Closed iorilu closed 1 year ago
Hello. Yes, some of users reported this before. Which operating system are you using? Are you using CUDA or CPU? Thanks
I am using windows 10 , has 3060 GPU , and use miniconda as environment
GPU is working , just srt file not generated
one other issue is live_transcribe also not work as expected, no response after run live mode, it seems volume is too small, i changed Threshold = 0.01 , then program start to work , but recognized very poor result
same problem! i can see all the transcription results, but sometimes no output.
for me ,short files like under 10mins, and when using --model small(by default),all goes fine and show "Transcription results written to 'D:\test' directory", then srt files can be found in current folder. but when using --model tiny or other models, no output at all after transcripting complete, just stopped, no error tips.
And for files like 30mins or longer , no model that i tested can genrate srt files.
cuda toolkit:11.8, cudnn: 8.2, torch,'1.11.0+cu113' zlibwapi.dll and cudnn path proper set.. whisper-ctranslate2 version: up-to-date.
the transcripting is indeed a lot more faster, do hope this tiny error can be clear and fix:)

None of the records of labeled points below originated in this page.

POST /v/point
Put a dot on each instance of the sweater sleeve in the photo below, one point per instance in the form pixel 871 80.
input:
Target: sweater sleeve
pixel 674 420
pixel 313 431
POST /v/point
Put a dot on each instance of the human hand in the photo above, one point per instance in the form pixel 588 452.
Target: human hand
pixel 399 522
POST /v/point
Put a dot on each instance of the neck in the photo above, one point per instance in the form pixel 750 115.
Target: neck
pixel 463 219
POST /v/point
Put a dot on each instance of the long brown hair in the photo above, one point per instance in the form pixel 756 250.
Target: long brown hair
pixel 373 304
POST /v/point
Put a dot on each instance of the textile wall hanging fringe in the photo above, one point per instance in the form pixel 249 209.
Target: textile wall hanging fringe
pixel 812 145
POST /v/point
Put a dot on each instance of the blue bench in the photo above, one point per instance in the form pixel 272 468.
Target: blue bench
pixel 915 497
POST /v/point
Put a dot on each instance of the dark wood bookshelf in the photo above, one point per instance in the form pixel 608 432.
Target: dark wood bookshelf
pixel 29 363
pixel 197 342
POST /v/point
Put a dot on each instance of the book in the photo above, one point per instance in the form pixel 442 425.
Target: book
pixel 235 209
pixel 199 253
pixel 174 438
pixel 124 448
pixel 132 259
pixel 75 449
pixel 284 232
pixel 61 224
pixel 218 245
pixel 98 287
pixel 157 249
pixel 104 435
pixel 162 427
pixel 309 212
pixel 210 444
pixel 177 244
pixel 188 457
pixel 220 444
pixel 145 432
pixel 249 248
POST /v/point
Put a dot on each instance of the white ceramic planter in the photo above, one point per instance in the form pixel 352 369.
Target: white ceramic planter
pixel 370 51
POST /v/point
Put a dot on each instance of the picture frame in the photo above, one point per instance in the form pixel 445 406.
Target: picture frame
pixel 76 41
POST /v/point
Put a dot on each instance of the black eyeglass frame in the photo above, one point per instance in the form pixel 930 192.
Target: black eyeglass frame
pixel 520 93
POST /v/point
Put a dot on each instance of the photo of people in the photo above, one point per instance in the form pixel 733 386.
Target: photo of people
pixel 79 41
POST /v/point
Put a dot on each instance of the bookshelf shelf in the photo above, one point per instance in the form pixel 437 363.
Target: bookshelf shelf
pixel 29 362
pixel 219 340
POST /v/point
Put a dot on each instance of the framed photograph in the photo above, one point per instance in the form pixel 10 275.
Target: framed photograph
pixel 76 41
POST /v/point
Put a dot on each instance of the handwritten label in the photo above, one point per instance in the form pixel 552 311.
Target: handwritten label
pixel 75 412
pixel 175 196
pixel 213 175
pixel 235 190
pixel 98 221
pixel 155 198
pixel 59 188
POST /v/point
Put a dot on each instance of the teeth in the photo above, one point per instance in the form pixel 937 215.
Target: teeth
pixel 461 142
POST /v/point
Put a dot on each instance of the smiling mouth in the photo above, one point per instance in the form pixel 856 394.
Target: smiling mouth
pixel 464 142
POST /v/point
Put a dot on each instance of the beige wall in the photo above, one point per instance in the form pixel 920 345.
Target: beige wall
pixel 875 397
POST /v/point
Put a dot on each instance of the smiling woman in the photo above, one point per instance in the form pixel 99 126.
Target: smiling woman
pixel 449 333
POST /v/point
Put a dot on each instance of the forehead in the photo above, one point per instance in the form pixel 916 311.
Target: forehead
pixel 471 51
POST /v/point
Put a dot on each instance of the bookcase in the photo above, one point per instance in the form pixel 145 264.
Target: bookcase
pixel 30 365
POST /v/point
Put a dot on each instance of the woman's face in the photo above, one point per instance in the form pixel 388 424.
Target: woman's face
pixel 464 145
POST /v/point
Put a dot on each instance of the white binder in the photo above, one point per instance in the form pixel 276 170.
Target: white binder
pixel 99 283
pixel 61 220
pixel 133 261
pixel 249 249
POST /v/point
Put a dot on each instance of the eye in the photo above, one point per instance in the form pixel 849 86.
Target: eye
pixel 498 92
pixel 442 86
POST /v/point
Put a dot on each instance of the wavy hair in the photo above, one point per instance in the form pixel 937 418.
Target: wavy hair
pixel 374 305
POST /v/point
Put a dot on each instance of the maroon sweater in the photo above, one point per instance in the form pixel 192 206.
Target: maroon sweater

one other issue is live_transcribe also not work as expected, no response after run live mode, it seems volume is too small, i changed Threshold = 0.01 , then program start to work , but recognized very poor result
Can you try the live transcription providing the language? Since the audios are short, this usually improves a lot. Can you confirm is this makes any difference for you? Thanks
@seset
My current hypothesis is there is a problem with CTranslate2 and GPU on Windows due to CUDA or CTranslate2.
In order to validate or invalidate this hypothesis I will ask you if you can try to run this simple code:
And tell me if you can reproduce the problem with this simple code. Thanks
the code seems no problem with me
one other issue is live_transcribe also not work as expected, no response after run live mode, it seems volume is too small, i changed Threshold = 0.01 , then program start to work , but recognized very poor result
Can you try the live transcription providing the language? Since the audios are short, this usually improves a lot. Can you confirm is this makes any difference for you? Thanks
I just tried the latest version (0.22) , and providing the language english(en) and chinese(zh) , if use the default setting , Threshold = 0.2 , still can't record anything , I am not sure if it's the micphone issue , i just use laptop mic
i adjust Threshold=0.05, now the program has response, but the effect is very poor compare to normal transcribing a video, is this normal?
@seset
My current hypothesis is there is a problem with CTranslate2 and GPU on Windows due to CUDA or CTranslate2.
In order to validate or invalidate this hypothesis I will ask you if you can try to run this simple code:
- Download https://raw.githubusercontent.com/jordimas/calaix-de-sastre/master/faster-whisper/inference.py
- Edit the file and change "file.mp3" for your file
- Run in using python3 inference.py
And tell me if you can reproduce the problem with this simple code. Thanks
by using py and no output at all no matter which model to use.. also i tried faster-whisper directly in other venv and encourted same problem , can you please advise the excat cuda toolkit and cudnn version you use, as well as the torch,torchvison , i do want try to get this nice codes work first.
I just tried the latest version (0.22) , and providing the language english(en) and chinese(zh) , if use the default setting , Threshold = 0.2 , still can't record anything , I am not sure if it's the micphone issue , i just use laptop mic
i adjust Threshold=0.05, now the program has response, but the effect is very poor compare to normal transcribing a video, is this normal?
In the next version it will be possible to adjust the volume threshold https://github.com/Softcatala/whisper-ctranslate2/commit/0023a2eea6de76c0d6bf646266dfd4d7371e7155. You will not need to edit the code.
Have you tried specifying the language and using the same model that you use for file transcription?
yes,i specified language en and zh, no improvement
Version 0.2.6 should fix this.
I tried a few files, sometimes srt file not generated, I used --output_format srt
I also try to debug it , and set breakpoints at following lines , find it may never reach here , and no error or exception, it's strange.